Practice Maths

Solutions: Residual Analysis

  1. (a) ŷ = 5 + 12(4) = 5 + 48 = 53 units

    (b) e = 53 − 53 = 0

    (c) The residual is zero — the actual value lies exactly on the regression line.

  2. Regression equation: ŷ = 2.4 + 0.8x

    x Actual y Predicted ŷ Residual e = y − ŷ
    5 7.2 6.4 +0.8
    10 9.8 10.4 −0.6
    15 14.9 14.4 +0.5
    20 18.1 18.4 −0.3

    Sum of residuals = 0.8 − 0.6 + 0.5 − 0.3 = +0.4 (small rounding discrepancy; the true sum for all data in the regression would be exactly zero).

  3. (a) The inverted U-shape indicates the linear model is not appropriate — the residuals show a systematic curved pattern, meaning the model over-predicts at the extremes and under-predicts in the middle.

    (b) A quadratic (parabolic) model would be more appropriate, since the data rises then falls.

    (c) A square root transformation of y, or fitting y as a quadratic function of x, could be tried.

  4. (a) r² = 0.91² = 0.8281 ≈ 0.828

    (b) Approximately 82.8% of the variation in fuel consumption is explained by the linear relationship with speed.

    (c) 100% − 82.8% = 17.2% of the variation is not explained by speed (due to other factors such as road conditions, tyre pressure, and driving style).

  5. (a) Model B better explains variation in y. It has r² = 0.93, explaining 93% of variation in y, versus only 74% for Model A. Its residual plot also shows random scatter, confirming it is appropriate.

    (b) The residual plot for Model A should be examined. If it shows a pattern, this confirms Model A is not appropriate even at r² = 0.74.

    (c) r² = 0.93 means 93% of the variation in the response variable is explained by the transformed linear model; only 7% remains unexplained.

  6. (a) r² = 0.98² = 0.9604 ≈ 0.960

    (b) Yes, the log transformation is very successful. r = 0.98 (r² = 0.960) means 96% of variation in log(y) is explained by a linear relationship with x. The residual plot should show random scatter to confirm.

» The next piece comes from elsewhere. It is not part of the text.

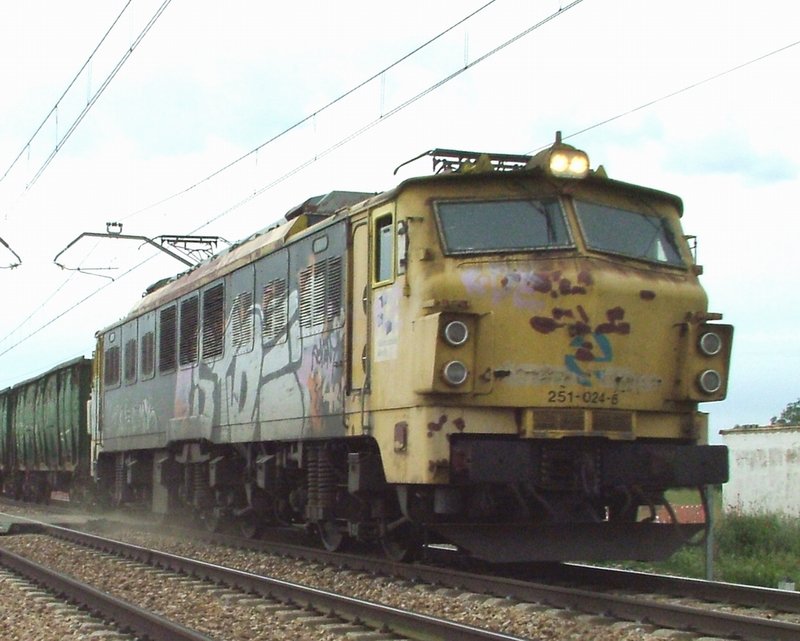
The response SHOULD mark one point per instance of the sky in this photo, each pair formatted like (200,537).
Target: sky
(697,99)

    (c) The log transformation being successful suggests that plant height grows exponentially over time — increasing by a constant percentage per day rather than a constant number of centimetres.

  7. (a) The fan shape indicates non-constant variability (heteroscedasticity) — the spread of residuals increases as x increases.

    (b) A linear model is not fully appropriate. The non-constant spread violates regression assumptions, making predictions less reliable for large x-values. A log(y) transformation may help stabilise the variance.

    (c) For house prices vs floor area: small houses have relatively consistent pricing, but large luxury homes vary widely in price due to location, finishes, and prestige — creating increasing spread (fan shape) for larger floor areas.

  8. (a) Dataset P: r² = (−0.95)² = 0.9025.   Dataset Q: r² = (0.82)² = 0.6724

    (b) Dataset P has the better linear fit — r² = 0.903 means 90.3% of variation in y is explained, compared to only 67.2% for Dataset Q.

    (c) No — the negative sign of r does not make the model worse. r² ignores the sign of r. A strong negative linear relationship fits the data just as well as a strong positive one.

  9. Predicted score at x = 6: ŷ = 40 + 5.2(6) = 40 + 31.2 = 71.2

    (a) Student 1: e = 72 − 71.2 = +0.8

    (b) This student scored 0.8 marks above the model’s prediction for someone who studied 6 hours. Their actual score is slightly above the regression line.

    (c) Student 2: e = 61 − 71.2 = −10.2. This student scored 10.2 marks below the model’s prediction — well below the regression line. Study hours alone do not fully explain their performance; other factors may have affected their result.